Welcome Time Wasters!
This week I’m back to browser games and I’m checking out Soul Sword.
Soul Sword is a small game that was made for Ludum Dare 41. It’s been a while since I’ve covered a game from one of these competitions, so let me explain. Ludum Dare is a competition that challenges developers to create a game with certain themes in just 72 hours. The theme for this game was combining two incompatible genres.
I don’t know exactly what type of genres Soul Sword was trying to combine. The game is a simple hack-n-slash with enemies that drop loot. Players can take this loot out of the dungeon and sell it at a small shop that they run. That probably sounds familiar to anyone keeping up at GiN, but Moonlighter this is not.
Everything about Soul Sword is just a little too simple to make it really stand out. That includes the combat and the shop-keeping aspect of the game. Players just set items up in the shop and let these weird NPC ghost purchase them. They can’t determine prices or anything like that.
As far as combat goes, the player can attack in all eight directions around them. However, the only attack they have is swinging their sword. Players can just hold the S key to do this infinitely. There’s also a dash that players can buy after saving up money. It’s not a very far dash and takes a second before it can be used again, but it is better than nothing.
The money that the player earns can also be used to buy other things to help them on their journey. This really only covers two types of items: weapons and health. There are a variety of different weapons in the game, but they all act basically the same. Players can also buy additional hearts, or refill the ones they already have.
While the gameplay of Soul Sword is a little lacking (even for a Lundum Dare game), the visuals are great. Soul Sword takes great care in presenting the player its sprite art. There are some nice animations for clothes flowing in the wind. As well as attack and dodge animations that look good. The rest of the visuals are also really good.

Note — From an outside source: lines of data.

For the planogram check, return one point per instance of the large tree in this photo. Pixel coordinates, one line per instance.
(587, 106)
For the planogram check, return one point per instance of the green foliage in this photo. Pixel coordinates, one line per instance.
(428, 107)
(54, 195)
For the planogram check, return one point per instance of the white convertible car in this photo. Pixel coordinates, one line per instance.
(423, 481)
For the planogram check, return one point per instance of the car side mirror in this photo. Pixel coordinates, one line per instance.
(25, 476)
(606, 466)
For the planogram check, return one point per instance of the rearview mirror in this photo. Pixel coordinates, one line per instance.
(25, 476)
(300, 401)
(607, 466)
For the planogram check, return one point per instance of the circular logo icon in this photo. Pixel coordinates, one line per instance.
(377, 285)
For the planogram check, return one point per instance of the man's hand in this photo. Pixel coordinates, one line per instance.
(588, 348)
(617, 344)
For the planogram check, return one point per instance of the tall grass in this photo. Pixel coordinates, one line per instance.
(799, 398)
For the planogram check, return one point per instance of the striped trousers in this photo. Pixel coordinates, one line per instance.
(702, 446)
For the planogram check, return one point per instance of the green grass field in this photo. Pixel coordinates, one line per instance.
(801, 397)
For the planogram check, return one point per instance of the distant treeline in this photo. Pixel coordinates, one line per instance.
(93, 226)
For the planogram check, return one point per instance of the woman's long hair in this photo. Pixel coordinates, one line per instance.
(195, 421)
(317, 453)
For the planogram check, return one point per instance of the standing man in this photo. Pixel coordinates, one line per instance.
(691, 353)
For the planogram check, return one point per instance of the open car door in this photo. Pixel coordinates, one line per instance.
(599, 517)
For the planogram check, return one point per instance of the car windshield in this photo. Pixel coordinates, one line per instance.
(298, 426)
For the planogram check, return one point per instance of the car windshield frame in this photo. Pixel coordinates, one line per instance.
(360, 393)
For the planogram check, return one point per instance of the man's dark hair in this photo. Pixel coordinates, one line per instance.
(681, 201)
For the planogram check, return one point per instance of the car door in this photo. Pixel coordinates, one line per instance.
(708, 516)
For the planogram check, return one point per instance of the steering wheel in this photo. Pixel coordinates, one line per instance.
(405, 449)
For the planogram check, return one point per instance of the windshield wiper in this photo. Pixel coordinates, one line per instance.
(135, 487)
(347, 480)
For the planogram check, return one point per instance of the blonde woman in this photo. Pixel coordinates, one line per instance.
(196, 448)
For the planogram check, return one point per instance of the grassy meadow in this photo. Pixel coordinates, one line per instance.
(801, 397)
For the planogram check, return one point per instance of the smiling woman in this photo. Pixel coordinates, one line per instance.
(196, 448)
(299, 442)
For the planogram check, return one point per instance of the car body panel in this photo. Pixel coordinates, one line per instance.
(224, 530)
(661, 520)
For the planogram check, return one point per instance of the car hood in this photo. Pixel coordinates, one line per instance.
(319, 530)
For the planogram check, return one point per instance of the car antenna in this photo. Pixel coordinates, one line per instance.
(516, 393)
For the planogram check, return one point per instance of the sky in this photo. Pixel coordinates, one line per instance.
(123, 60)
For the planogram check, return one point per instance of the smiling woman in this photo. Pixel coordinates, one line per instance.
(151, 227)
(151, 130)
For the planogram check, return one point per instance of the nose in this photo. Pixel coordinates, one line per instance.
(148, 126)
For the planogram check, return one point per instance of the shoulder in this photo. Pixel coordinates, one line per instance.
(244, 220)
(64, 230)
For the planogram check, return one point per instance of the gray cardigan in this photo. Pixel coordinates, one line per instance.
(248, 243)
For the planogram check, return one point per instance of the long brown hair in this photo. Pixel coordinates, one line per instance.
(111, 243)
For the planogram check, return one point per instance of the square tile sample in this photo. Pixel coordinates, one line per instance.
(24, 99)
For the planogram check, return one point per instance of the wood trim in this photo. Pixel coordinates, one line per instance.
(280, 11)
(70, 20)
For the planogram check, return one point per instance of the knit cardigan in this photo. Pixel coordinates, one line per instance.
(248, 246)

The audio in Soul Sword is on par with its visuals. There’s a nice bit of ambient background noise outside of dungeons, and fitting tunes inside of them. The sound effects also mesh well with what is happening on screen, which is always a plus.
Soul Sword is a bit lackluster in the gameplay department, but it looks good. I’d like to see what this developer could do with more than just 72 hours at their disposal. They might also benefit from joining a team of developers, if they aren’t already part of one.
Soul Sword earns 3 GiN Gems out of 5!
Note: Looks like I’ve checked out this person’s work before! They were responsible for A Kitty Dream.